21 de agosto de 2014

Fragmento do livro inédito "A canção da Terra", de Bruno Domingues Machado




foto: Charlie Engman


Duas da manhã; um tórax despertando, em apneia, despertando aflito de um sonho, no sofá, aflito deixando o sofá, de repente, aflito saindo da sala, com as pernas, adentrando a cozinha; aflito abrindo geladeira, com os braços, queimando o estômago; aflito queimação lambendo órgãos. Duas e dez da manhã, um tórax dividido, ermo adentro nada ao lado; voltando à sala ainda aflito; sentindo inflar: marsúpio oco no abdômen, pesar vazio entre os braços; não suportando o tórax reage: ejeta um braço, larga-o de lado; e vai ao banheiro um pouco mais leve. Duas e trinta da manhã, indo pro quarto pra cama pro outro o tórax e as pernas sem os braços agora ambos descartados; pois que aflito ainda; queimando. Não se contenta: deita e acopla a seu peito o dorso nu do outro, aconchego fetal. Dez minutos de aconchego fetal. Um segundo depois e já seu peito estalando, ardendo, as cavidades sugando: vira pro lado e escarra a pleura. Fatal divórcio tronco e pleura. (Restitui no entanto casamento peito e dorso aconchego fetal): nada acontece além de aflição.
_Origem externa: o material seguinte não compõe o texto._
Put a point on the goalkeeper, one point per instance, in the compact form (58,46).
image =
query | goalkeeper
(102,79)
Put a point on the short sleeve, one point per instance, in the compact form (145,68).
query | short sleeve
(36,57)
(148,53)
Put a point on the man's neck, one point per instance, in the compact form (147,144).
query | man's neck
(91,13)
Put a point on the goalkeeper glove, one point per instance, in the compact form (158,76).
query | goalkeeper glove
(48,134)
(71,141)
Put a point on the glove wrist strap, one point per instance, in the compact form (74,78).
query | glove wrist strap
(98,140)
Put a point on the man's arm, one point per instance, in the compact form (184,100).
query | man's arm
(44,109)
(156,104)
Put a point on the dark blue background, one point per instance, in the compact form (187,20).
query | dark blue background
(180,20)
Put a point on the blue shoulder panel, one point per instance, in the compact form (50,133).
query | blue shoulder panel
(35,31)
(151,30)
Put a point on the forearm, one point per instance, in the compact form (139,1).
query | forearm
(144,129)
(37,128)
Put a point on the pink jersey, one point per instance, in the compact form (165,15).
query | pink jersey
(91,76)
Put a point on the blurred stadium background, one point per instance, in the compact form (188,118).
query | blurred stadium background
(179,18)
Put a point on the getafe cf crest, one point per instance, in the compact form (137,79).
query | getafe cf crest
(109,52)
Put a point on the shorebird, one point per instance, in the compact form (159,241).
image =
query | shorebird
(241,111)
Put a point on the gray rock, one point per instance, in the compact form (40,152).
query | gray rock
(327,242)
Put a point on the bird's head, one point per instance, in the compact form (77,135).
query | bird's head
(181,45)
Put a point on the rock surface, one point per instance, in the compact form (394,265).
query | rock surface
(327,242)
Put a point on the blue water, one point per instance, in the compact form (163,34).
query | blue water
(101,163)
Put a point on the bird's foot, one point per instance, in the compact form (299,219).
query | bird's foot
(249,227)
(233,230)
Dez minutos depois, nada e aflição.

Meia hora depois desperta do nada na cama assustado, se livra das pernas, agora só tórax e cabeça – e a mesma aflição queimando e pânico: última tentativa decúbito dorsal. (Nada (nada (...)).) Chuta o balde: larga tórax larga crânio larga quarto larga casa e larga o outro. Dividindo por zero.


 Bruno Domingues Machado vive no Rio de Janeiro desde que nasceu, há 30 anos. Formado em alemão e mestre em teoria literária pela UFRJ.